Configuration
The gateway loads configuration from a YAML or JSON file at the path set by GATEWAY_CONFIG.
export GATEWAY_CONFIG=./config.yaml
./ferrogw
Supported extensions: .yaml, .yml, .json.
Strategy
The top-level strategy block controls how requests are routed.
strategy:
mode: fallback # single | fallback | loadbalance | conditional | least-latency | cost-optimized
| Mode | Description |
|---|---|
single | Route every request to the first target. |
fallback | Try targets in order; retry on failure with exponential backoff. |
loadbalance | Weighted random distribution across targets. |
conditional | Rule-based: match model name or model prefix to a target. |
least-latency | Route to the target with the lowest P50 latency (rolling tracker). |
cost-optimized | Use the built-in model catalog to estimate prompt cost and pick the cheapest compatible target. |
Conditional rules
strategy:
mode: conditional
conditions:
- key: model
value: gpt-4o-mini
target_key: openai
- key: model_prefix
value: claude
target_key: anthropic
- key: model
value: gemini-1.5-flash
target_key: gemini
Rules are evaluated in order. model matches the exact model ID; model_prefix matches any model whose name starts with the given string.
Targets
Targets are provider references.

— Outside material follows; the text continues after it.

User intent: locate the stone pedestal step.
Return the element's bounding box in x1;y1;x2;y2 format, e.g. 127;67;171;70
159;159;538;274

Each virtual_key must match a registered provider (see Provider configuration).
targets:
- virtual_key: openai
weight: 70 # used by loadbalance strategy
retry:
attempts: 3
retry_on_status: [429, 502, 503, 504]
circuit_breaker:
failure_threshold: 5 # failures before opening
success_threshold: 2 # successes before closing
timeout: "30s" # time in open state before half-open probe
- virtual_key: anthropic
weight: 30
retry:
attempts: 2
Model aliases
Aliases resolve before routing. They let you use short names and switch backing models without changing client code.
aliases:
fast: gpt-4o-mini
smart: claude-3-5-sonnet-20241022
cheap: gemini-1.5-flash
code: deepseek-coder
A client that requests model: cheap will receive a response from Gemini 1.5 Flash.
Plugins
Each plugin entry specifies its name, type, stage, and config map. Set enabled: false to disable without removing the entry.
plugins:
- name: word-filter
type: guardrail
stage: before_request
enabled: true
config:
blocked_words: ["password", "confidential"]
case_sensitive: false
- name: max-token
type: guardrail
stage: before_request
enabled: true
config:
max_tokens: 4096
max_messages: 50
- name: response-cache
type: transform
stage: before_request
enabled: true
config:
max_age: 300
max_entries: 1000
- name: pii-redact
type: guardrail
stage: before_request
enabled: true
config:
action: redact # redact | block
redact_mode: replace_type
apply_to: input
- name: prompt-shield
type: guardrail
stage: before_request
enabled: true
config:
action: block
threshold: 0.90
apply_to: user_messages
- name: schema-guard
type: guardrail
stage: after_request
enabled: true
config:
apply_to: output
action: block
extract_json: true
schema:
type: object
required: [name, confidence]
properties:
name:
type: string
confidence:
type: number
minimum: 0
maximum: 1
See Plugins for all 11 plugins and their full config options.
MCP servers
Configure Model Context Protocol tool servers for agentic tool-calling.
mcp_servers:
- name: filesystem
url: "http://localhost:3001/mcp"
timeout_seconds: 10
max_call_depth: 3
- name: database
url: "https://mcp-db.internal/mcp"
headers:
Authorization: "Bearer ${MCP_DB_TOKEN}"
allowed_tools:
- query_readonly
- list_tables
timeout_seconds: 15
max_call_depth: 5
When mcp_servers is present, the gateway initialises MCP connections in the background on startup (60-second timeout) and injects available tools into every chat completion request. See MCP integration.
Complete example
Copy config.example.yaml from the repository for a full example covering all 19 providers, aliases, and all 11 plugins.
Aliases
Aliases map friendly names to concrete model IDs. Aliases cannot point to other aliases.